EU OK for First 'Histology-Independent' Cancer Drug

Hailed as a 'Game Changer'

Zosia Chustecka


July 26, 2019

The first so-called histology-independent cancer treatment has been recommended for approval in the European Union.

The product is larotrectinib (Vitrakvi, Bayer), which targets a specific gene mutation, the neurotrophic tyrosine receptor kinase (NTRK) gene fusion.

Larotrectinib is indicated for the treatment of pediatric and adult solid tumors that harbor an NTRK gene fusion, regardless of where they are found in the body.

Treatment with larotrectinib is recommended for patients whose disease has spread or cannot be surgically removed and for whom there are no other satisfactory treatment options.

Before treatment is started, the presence of the mutation in the tumor should be confirmed by a validated test, noted the European Medicines Agency's Committee for Medicinal Products for Human Use.

Larotrectinib was approved in November 2018 in the United States and has been hailed as a "game changer" by clinicians who have used the drugs for the treatment of cancer.

Screen Patients for This Mutation

As previously reported by Medscape Medical News, these NTRK gene fusions — also refered to as tropomyosin receptor kinase (TRK) fusions — are thought to occur in 0.5% to 1% of many common cancers, including lung, colon, breast, and thyroid cancers, as well as melanoma.

They are also seen in more than 90% of certain rare cancers, including salivary gland cancer, a form of juvenile breast cancer, and infantile fibrosarcoma.

All cancer types with an NTRK gene fusion have shown a similar high rate of response to larotrectinib, commented David Hyman, MD, chief of early drug development at Memorial Sloan Kettering Cancer Center in New York City, who reported early clinical data on the drug in 2017. The overall response rate was 76%, which is "quite unusual for a targeted therapy"; complete responses were seen in 12% of patients, all of whom had advanced cancers, which is "nearly unheard of," commented discussant Trever Bivona, MD, PhD, from the University of California, San Francisco.

These clinical data on larotrectinib have since been published in the New England Journal of Medicine. At the time, Hyman said that the latest data on this drug "suggest larotrectinib is likely to be the most effective treatment option for any patient with an advanced solid tumor harboring a TRK fusion."

For some of the patients who are candidates for receiving this drug, all other treatment options have been exhausted. Other patients face surgery that would result in major morbidity.

For example, for two pediatric patients with locally advanced infantile fibrosarcoma who were treated with larotrectinib, the tumor shrunk enough to allow curative, limb-sparing surgery. Negative margins were confirmed, and at 4.8 months' and 6.0 months' follow-up after treatment, the patients remained progression free.

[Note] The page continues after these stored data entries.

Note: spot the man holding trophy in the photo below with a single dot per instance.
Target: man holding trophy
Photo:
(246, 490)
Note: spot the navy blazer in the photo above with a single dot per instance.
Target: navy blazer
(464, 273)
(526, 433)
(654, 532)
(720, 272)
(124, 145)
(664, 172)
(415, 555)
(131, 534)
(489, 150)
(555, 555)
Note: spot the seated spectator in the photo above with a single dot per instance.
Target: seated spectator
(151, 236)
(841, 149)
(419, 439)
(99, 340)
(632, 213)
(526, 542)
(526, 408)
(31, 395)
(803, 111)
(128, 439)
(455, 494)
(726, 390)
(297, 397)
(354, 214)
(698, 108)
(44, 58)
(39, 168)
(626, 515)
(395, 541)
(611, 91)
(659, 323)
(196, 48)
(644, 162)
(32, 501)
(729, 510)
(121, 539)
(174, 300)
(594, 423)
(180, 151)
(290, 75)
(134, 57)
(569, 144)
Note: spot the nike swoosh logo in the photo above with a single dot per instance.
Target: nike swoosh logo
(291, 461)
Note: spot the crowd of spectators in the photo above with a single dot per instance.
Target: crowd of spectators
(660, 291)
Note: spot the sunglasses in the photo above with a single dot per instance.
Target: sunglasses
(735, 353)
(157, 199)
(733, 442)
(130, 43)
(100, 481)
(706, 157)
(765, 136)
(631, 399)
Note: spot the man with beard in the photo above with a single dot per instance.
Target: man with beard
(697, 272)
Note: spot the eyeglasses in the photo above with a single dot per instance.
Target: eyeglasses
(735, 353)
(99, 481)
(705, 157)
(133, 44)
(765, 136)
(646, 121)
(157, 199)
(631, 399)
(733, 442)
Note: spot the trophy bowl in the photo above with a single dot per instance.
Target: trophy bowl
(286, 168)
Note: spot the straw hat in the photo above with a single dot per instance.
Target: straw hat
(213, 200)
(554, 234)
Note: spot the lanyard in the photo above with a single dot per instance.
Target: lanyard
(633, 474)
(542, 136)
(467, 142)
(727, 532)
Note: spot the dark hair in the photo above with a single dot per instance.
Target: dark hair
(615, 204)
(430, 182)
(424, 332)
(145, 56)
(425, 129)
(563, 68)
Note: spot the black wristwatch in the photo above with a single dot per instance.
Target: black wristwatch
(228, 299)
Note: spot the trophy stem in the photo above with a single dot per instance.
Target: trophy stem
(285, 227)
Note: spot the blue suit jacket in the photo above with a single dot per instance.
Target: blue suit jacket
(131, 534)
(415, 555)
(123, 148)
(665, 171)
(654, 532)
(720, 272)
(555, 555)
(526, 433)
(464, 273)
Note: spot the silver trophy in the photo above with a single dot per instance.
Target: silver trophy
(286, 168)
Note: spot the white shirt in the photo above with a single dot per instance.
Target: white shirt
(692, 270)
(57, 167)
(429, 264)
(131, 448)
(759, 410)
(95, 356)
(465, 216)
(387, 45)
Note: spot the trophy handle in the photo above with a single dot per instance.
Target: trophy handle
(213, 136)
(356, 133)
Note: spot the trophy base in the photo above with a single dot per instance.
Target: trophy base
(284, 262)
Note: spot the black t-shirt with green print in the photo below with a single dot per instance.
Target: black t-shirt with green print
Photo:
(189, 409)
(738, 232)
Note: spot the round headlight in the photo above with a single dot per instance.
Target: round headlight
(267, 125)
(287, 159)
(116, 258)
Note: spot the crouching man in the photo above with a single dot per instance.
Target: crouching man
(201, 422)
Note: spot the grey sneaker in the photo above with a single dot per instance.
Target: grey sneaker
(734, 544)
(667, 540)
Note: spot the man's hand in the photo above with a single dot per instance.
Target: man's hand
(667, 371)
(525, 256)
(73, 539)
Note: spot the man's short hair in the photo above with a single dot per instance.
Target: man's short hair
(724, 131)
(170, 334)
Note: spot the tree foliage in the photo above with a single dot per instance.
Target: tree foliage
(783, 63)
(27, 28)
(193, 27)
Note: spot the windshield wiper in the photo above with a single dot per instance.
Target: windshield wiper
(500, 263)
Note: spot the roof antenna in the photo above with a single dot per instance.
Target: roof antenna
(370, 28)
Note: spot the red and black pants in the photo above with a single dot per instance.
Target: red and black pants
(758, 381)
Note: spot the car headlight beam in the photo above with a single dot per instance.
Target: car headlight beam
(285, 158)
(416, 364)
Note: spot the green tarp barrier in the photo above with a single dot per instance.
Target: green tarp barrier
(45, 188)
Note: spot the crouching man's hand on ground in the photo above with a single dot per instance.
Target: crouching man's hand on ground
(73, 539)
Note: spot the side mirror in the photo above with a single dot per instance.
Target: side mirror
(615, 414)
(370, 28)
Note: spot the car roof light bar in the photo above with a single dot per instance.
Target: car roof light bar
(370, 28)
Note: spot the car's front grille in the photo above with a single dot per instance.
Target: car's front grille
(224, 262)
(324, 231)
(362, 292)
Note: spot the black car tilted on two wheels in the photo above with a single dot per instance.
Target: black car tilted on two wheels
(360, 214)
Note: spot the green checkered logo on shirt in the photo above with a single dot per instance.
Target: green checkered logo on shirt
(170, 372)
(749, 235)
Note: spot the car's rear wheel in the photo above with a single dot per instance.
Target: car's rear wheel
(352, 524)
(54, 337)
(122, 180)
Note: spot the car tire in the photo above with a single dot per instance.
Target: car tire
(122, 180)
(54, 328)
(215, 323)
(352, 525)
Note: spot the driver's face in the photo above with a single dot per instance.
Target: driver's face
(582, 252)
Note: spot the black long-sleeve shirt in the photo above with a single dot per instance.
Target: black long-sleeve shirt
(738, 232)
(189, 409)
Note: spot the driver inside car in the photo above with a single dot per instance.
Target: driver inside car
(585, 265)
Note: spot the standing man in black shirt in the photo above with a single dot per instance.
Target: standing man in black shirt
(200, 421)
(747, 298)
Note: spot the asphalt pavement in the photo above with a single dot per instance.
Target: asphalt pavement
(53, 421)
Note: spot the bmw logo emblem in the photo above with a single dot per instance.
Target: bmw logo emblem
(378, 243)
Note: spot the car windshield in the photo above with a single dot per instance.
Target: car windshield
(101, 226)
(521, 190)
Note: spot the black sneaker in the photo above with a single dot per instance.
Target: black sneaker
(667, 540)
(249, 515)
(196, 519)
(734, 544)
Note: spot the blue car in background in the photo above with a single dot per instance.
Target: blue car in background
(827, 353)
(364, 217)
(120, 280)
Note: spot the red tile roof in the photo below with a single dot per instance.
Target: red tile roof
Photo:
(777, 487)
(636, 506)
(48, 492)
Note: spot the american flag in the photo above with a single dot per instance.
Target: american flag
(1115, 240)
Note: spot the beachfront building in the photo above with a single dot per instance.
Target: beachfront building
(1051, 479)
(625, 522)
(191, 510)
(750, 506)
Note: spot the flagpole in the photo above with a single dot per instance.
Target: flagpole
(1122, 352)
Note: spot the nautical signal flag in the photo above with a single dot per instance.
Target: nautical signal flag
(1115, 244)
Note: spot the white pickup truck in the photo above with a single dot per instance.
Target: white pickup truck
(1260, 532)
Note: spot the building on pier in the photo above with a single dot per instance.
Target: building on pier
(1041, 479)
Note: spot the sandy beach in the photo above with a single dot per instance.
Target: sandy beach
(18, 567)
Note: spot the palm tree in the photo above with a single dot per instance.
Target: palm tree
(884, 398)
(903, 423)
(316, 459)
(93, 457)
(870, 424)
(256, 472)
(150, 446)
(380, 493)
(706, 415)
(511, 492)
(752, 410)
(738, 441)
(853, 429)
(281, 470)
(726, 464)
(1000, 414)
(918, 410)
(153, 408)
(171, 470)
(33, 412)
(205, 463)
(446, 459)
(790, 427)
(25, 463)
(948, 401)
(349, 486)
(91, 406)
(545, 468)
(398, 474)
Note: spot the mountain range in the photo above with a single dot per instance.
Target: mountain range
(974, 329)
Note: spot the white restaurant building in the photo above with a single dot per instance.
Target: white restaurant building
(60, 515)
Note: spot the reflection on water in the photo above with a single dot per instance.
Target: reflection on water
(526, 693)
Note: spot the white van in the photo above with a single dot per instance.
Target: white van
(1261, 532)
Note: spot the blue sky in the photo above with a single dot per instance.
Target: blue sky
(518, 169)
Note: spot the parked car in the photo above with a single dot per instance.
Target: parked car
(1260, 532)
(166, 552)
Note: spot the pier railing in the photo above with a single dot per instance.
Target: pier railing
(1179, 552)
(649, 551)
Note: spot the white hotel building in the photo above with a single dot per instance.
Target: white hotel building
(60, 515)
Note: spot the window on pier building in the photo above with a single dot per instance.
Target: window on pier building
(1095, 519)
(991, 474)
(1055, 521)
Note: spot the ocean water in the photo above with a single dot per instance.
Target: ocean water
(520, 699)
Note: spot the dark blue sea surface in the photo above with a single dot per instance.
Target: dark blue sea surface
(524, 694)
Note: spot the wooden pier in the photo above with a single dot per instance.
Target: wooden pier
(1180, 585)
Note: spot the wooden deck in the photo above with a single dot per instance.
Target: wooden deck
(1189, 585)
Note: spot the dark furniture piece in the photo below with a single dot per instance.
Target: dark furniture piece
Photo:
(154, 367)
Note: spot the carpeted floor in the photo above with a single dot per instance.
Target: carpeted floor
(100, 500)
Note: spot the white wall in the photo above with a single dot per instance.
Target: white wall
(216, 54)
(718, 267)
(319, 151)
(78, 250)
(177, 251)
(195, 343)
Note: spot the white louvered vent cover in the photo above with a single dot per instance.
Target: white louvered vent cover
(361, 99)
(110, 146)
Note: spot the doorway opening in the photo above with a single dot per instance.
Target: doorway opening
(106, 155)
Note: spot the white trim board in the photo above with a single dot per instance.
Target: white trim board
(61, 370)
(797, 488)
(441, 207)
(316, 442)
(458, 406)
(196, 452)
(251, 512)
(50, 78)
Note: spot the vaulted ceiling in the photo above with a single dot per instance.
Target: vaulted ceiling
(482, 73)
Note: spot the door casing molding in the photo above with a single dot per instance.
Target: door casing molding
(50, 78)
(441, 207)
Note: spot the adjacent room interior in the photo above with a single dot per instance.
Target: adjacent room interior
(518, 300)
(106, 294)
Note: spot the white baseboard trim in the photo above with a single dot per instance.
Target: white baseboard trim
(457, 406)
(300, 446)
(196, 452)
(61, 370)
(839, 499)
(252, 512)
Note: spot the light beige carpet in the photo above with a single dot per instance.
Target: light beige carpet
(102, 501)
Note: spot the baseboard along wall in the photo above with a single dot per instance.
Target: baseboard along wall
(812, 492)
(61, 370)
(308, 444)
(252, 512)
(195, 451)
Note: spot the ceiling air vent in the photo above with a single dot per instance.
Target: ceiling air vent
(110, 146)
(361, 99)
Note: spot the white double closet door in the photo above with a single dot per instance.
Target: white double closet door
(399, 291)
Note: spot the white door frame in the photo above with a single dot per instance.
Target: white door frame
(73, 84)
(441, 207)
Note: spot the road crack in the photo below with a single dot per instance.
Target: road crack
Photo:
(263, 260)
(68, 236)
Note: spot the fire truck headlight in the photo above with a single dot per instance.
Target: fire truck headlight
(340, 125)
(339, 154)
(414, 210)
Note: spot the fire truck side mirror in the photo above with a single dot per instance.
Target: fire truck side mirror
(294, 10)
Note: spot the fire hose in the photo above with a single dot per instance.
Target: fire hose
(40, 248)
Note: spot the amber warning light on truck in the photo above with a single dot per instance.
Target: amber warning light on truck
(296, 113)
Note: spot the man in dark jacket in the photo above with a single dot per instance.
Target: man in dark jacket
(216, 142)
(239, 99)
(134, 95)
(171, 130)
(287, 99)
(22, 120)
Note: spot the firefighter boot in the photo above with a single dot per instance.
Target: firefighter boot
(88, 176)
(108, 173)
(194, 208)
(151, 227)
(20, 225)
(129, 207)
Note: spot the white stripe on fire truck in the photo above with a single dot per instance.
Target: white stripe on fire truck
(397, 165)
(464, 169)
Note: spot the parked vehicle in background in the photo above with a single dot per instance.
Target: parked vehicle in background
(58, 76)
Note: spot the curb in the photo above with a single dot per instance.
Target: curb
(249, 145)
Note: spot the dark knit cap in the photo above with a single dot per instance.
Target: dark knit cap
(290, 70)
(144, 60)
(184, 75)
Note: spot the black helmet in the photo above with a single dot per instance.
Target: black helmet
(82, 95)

This is truly a magic bullet for our patients with TRK-positive cancer. Dr Leo Mascarenhas

"This is truly a magic bullet for our patients with TRK-positive cancer," said coauthor Leo Mascarenhas, MD, deputy director of the Children's Center for Cancer and Blood Diseases in Los Angeles, California, in a statement. Currently, surgical management of advanced infantile fibrosarcoma can be highly disfiguring or require amputation, he pointed out.

"After treating our patient with infantile fibrosarcoma with larotrectinib, the cancer shrunk sufficiently, and we were able to surgically remove the tumor while preserving the patient's leg," said Mascarenhas, who helped design the trial's pediatric protocol.

"This is a big deal in the pediatric and adult oncology world," said Noah C. Federman, MD, director of the Pediatric Bone and Soft Tissue Sarcoma Program at the Jonsson Comprehensive Cancer Center at the University of California, Los Angeles (UCLA). "In over a decade of experience treating advanced solid tumors in children, adolescents, and young adults at UCLA, I have never witnessed the responses seen with larotrectinib.

"As trite as the word 'game-changer' is in oncology, this is one of the few times this descriptor is warranted," he told Medscape Medical News.

As trite as the word 'game-changer' is in oncology, this is one of the few times this descriptor is warranted Dr Noah Federman

When asked for his take-home message to pediatric and medical oncologists, Federman said: "Screen your patients for TRK fusions, particularly in advanced or metastatic solid tumors."